Użytkownicy natomiast muszą być czujni i nigdy nie wprowadzać kodu w interfejsie Microsoft, jeśli nie zainicjowali procesu autoryzacji. Każda prośba związana z dokumentem, premią lub weryfikacją konta powinna być traktowana z podejrzliwością, nawet jeśli wydaje się pochodzić z legalnego źródła.
Microsoft 365, wcześniej znany jako Office 365, to zestaw usług w chmurze integrujący narzędzia produktywności, takie jak Word, Excel i Teams. Od momentu uruchomienia platforma stała się filarem dla firm i instytucji na całym świecie, czyniąc jej konta bardzo pożądanymi przez cyberprzestępców. Ataki na te konta ewoluowały na przestrzeni lat, od prostych kradzieży haseł po zaawansowane techniki phishingowe, takie jak te wykorzystujące przepływ OAuth.

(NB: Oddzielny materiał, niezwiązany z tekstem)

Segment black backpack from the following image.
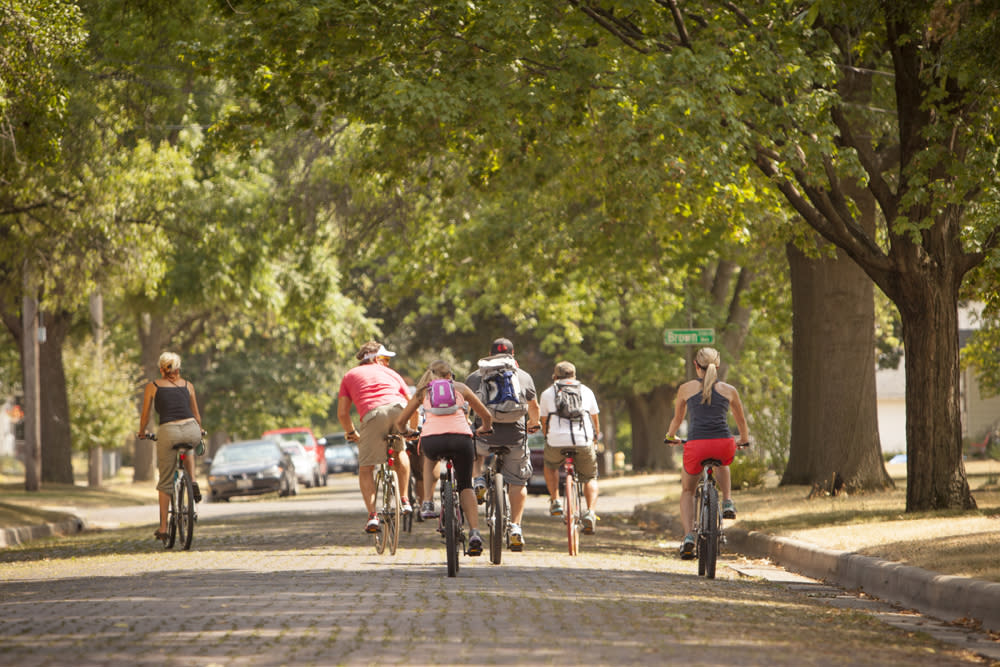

Wysiłki na rzecz zabezpieczenia Microsoft 365 zostały zintensyfikowane, zwłaszcza poprzez integrację uwierzytelniania wieloskładnikowego i polityk dostępu warunkowego. Jednak rosnąca złożoność cyberataków podkreśla potrzebę zwiększonej czujności i ciągłego edukowania użytkowników w celu zapobiegania naruszeniom danych.